There are those who go a long way in the re-creative work of analytical psychology and yet have all spoiled by their inability to shake off the spell of the unconscious and its mystical figures. When this happens the process defeats its own purpose. It is intended to make the individual a free, genuine person in his own right; but under the spell he becomes utterly dependent on the system as such, goes in for the study of psychology in a big way, and generally wallows around in its captivating atmosphere. Certainly it provides glamour and mystery which seem rather lacking in the stark realities of ordinary life, but when the system becomes an end instead of a means it is a millstone about one’s neck instead of a liberator. At this point the analyst has to bring his patient back to earth with a bump.
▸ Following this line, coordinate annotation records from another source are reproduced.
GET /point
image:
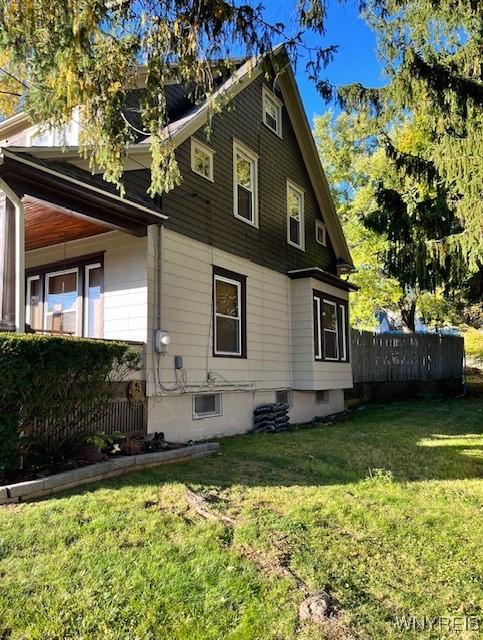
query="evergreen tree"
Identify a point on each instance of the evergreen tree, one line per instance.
(88, 52)
(398, 228)
(432, 52)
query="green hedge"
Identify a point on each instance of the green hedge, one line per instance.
(52, 380)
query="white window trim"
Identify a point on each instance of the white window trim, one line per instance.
(326, 398)
(212, 414)
(202, 147)
(289, 395)
(318, 328)
(267, 94)
(217, 315)
(28, 310)
(251, 156)
(78, 330)
(87, 269)
(54, 133)
(336, 331)
(320, 226)
(300, 191)
(37, 131)
(343, 355)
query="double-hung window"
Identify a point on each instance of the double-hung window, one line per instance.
(245, 183)
(320, 233)
(202, 159)
(295, 216)
(229, 313)
(66, 298)
(330, 328)
(272, 111)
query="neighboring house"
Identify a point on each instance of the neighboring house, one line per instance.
(231, 281)
(390, 322)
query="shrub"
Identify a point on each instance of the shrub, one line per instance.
(48, 385)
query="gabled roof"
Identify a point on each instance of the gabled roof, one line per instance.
(186, 118)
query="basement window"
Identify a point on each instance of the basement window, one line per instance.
(321, 397)
(283, 396)
(207, 405)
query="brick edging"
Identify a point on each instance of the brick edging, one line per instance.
(22, 491)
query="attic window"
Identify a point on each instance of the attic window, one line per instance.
(201, 159)
(272, 111)
(321, 233)
(245, 184)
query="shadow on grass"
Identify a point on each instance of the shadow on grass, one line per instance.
(412, 440)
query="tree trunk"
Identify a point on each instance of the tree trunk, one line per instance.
(408, 317)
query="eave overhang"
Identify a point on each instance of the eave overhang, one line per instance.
(323, 276)
(26, 177)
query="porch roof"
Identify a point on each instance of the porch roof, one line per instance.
(72, 188)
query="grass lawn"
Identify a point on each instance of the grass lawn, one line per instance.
(384, 510)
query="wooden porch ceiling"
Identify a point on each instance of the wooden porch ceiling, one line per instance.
(46, 225)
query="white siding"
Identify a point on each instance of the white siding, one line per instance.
(186, 314)
(125, 279)
(280, 351)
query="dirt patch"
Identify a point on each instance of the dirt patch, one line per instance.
(318, 608)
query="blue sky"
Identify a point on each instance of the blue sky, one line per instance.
(355, 60)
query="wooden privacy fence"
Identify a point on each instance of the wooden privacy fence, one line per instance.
(385, 364)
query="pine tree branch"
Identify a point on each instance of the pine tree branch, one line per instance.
(441, 78)
(414, 166)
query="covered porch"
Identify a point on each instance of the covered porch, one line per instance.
(73, 254)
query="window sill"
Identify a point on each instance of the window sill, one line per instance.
(202, 175)
(296, 246)
(249, 222)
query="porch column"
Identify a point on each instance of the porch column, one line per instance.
(12, 260)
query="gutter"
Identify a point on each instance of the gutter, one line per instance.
(4, 153)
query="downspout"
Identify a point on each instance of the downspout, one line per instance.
(19, 255)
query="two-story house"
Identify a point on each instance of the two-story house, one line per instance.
(231, 281)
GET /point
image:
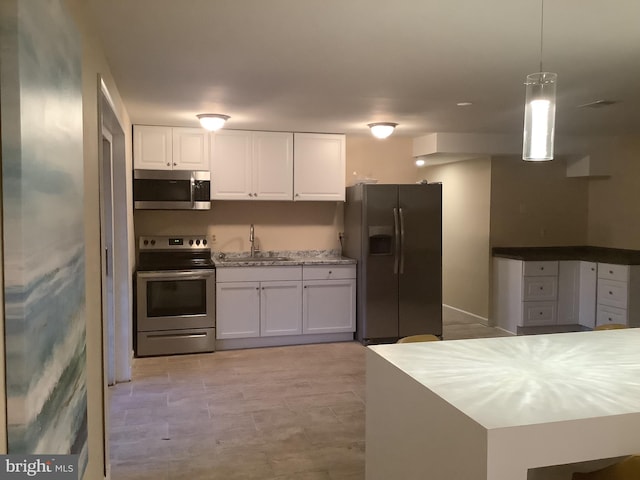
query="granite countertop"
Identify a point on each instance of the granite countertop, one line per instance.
(277, 258)
(581, 252)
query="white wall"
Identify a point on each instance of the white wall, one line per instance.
(94, 63)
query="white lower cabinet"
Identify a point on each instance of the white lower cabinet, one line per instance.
(328, 306)
(618, 294)
(285, 300)
(588, 293)
(237, 309)
(577, 293)
(280, 308)
(329, 294)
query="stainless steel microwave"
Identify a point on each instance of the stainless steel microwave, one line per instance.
(171, 190)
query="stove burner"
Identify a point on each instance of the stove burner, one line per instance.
(173, 253)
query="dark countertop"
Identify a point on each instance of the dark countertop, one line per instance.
(582, 252)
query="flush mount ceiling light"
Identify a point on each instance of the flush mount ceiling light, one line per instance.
(382, 129)
(212, 121)
(540, 110)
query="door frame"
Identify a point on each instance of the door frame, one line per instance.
(123, 252)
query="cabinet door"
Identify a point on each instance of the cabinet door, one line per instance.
(587, 302)
(152, 147)
(280, 308)
(319, 166)
(190, 149)
(237, 310)
(231, 165)
(272, 166)
(328, 306)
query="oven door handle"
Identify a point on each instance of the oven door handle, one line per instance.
(176, 274)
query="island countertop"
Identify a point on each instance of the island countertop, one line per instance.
(494, 408)
(586, 253)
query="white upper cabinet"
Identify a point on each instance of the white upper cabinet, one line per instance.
(252, 165)
(152, 147)
(231, 165)
(273, 165)
(170, 148)
(320, 162)
(190, 149)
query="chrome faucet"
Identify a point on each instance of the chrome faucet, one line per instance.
(252, 240)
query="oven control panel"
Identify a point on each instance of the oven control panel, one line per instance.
(168, 242)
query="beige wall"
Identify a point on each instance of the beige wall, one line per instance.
(278, 225)
(388, 161)
(287, 225)
(93, 63)
(466, 191)
(535, 204)
(614, 202)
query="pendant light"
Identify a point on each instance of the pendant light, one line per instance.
(212, 121)
(539, 111)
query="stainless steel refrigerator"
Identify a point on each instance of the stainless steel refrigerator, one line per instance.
(395, 233)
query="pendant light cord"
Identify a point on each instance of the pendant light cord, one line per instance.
(541, 32)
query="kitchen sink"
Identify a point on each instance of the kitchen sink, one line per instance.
(255, 259)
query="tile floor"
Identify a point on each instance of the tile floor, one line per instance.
(270, 414)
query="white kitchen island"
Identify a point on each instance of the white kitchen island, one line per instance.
(490, 409)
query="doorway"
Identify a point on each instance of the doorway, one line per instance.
(116, 243)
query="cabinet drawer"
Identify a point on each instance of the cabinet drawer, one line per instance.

This fascination is a danger constantly besetting the professional teacher or practitioner of religion or psychology. The study of the unconscious for its own sake is only safe for those who can forget the subject completely without feeling that they are suffering any loss. A Chinese allegory of the spiritual life known as the Ten Oxherding Pictures represents the use of religion in the form of catching and herding an ox.9 But when the herdsman has caught it and ridden home on its back, he does not take it into his house with him; he puts it away and forgets it. The commentary to the picture reads: “When you know that what you need is not the snare or setnet but the hare or fish, it is like gold separated from the dross, it is like the moon rising out of the clouds.” The system, which carries you on its back for a while, is the ox, but if you can’t get rid of it you would have done better never to have gone after it, unless, of course, you are compelled to accept this thralldom as the lesser of two evils. Unfortunately the mysteries of analytical psychology so captivate certain types of people that they mistake such bewitchment for the feeling of a vocation to be a psychologist.